The end of the school year means a time for celebration! Finishing yet another school year comes with a variety of emotions for children and parents alike.
I always am flooded by an oxymoron of emotions at the end of a school year; both joy and sadness in seeing my kids grow and mature, as well as an immense sense of pride for all that my boys have accomplished. At the same time, I feel frustrated with the way society recognizes achievements.
As lovely as they are, school awards acknowledge all the hard work and effort of our kids throughout the year. I can’t help but think of the kids who sit through the applause and congratulations, peer after peer, waiting for their own name to be called. What happens when it isn’t?
You see, not every child is on the honour roll. Not every child will receive a math or science award. Not every child will win the best athlete plaque. Not every child will win an award.
Sure, schools keep the focus on academic achievements. But these kids are so much more than grades and test scores. Winning school awards have absolutely no bearing on our children’s worth as human beings. Every child is gifted and talented in their own, individual way.
Then there are the awards for personality – who is the nicest? Who is the funniest? Wait, what? Why are we celebrating the most outgoing child without acknowledging the brilliant yet shy introvert? Since when it is appropriate to publicly applaud the child who always makes grand entrance instead of the one with quiet confidence?
Why did one child receive four awards and there are other kids who received none? Alienating kids is not the way to instil confidence and pride in our impressionable youth. These types of awards send the message that the teachers value some students more than others – and not based on any academic or athletic merit.
It saddens me that some students who have worked their butts off won’t be acknowledged publicly.
The child who struggled but kept persevering.
The child who wanted to quit but muddled through.
The child who worked with a tutor all year to improve from a C to a B.
The child who was bullied incessantly and forced to switch schools.
The child who barely passed but managed to finish the year.
The child who worked through anxiety, or a learning disability, or depression.
What do our youth really need? Not all achievements come with trophies or medals.
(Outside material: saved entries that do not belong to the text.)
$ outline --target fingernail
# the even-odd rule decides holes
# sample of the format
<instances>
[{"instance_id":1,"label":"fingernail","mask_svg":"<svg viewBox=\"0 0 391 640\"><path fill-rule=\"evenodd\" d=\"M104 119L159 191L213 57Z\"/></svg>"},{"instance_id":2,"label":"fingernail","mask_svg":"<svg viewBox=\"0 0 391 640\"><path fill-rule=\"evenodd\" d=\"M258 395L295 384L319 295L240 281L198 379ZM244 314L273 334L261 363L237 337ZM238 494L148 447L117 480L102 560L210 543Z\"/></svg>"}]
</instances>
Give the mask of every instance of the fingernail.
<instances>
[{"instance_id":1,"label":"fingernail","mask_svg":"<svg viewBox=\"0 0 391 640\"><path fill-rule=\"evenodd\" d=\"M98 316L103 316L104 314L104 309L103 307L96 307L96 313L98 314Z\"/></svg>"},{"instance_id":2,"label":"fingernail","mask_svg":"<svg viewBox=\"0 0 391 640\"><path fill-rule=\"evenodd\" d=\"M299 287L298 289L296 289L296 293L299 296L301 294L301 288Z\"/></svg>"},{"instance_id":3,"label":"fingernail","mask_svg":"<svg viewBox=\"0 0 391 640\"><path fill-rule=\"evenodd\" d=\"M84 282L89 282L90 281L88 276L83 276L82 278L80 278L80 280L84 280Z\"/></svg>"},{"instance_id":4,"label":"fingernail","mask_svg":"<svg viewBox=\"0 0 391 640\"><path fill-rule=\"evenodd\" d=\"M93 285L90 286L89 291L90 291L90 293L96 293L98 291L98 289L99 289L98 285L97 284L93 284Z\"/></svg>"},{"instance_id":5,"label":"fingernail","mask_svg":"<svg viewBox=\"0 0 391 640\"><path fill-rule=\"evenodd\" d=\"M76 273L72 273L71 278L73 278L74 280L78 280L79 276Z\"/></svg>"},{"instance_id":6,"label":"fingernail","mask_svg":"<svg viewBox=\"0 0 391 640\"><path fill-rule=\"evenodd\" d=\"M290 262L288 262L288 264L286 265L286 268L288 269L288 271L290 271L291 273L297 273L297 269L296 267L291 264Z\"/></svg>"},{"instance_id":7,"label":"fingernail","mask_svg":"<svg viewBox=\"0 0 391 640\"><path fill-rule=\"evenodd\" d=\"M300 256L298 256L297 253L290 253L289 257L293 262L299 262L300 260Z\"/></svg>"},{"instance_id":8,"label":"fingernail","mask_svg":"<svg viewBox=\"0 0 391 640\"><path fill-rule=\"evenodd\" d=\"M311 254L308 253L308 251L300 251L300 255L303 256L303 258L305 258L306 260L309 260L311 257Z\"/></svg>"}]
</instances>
Rather than a crooked ink-jet-printed certificate, a simple acknowledgement for all the small success and things they do well every day would make a huge impact.
To the child who struggled to finish the school year, congrats!
To the child who finished all assignments done on time, kudos to you!
To the child who made strides in listening skills or self-regulation, amazing!
To the child who made new friends, we are proud.
For some children, these achievements aren’t a big deal; but to others, they signify jumping over hurdles.
So let’s also be proud of those kids who came home empty-handed, feeling like their accomplishments didn’t matter. Because their own achievements are enormous and don’t need an award to be celebrated.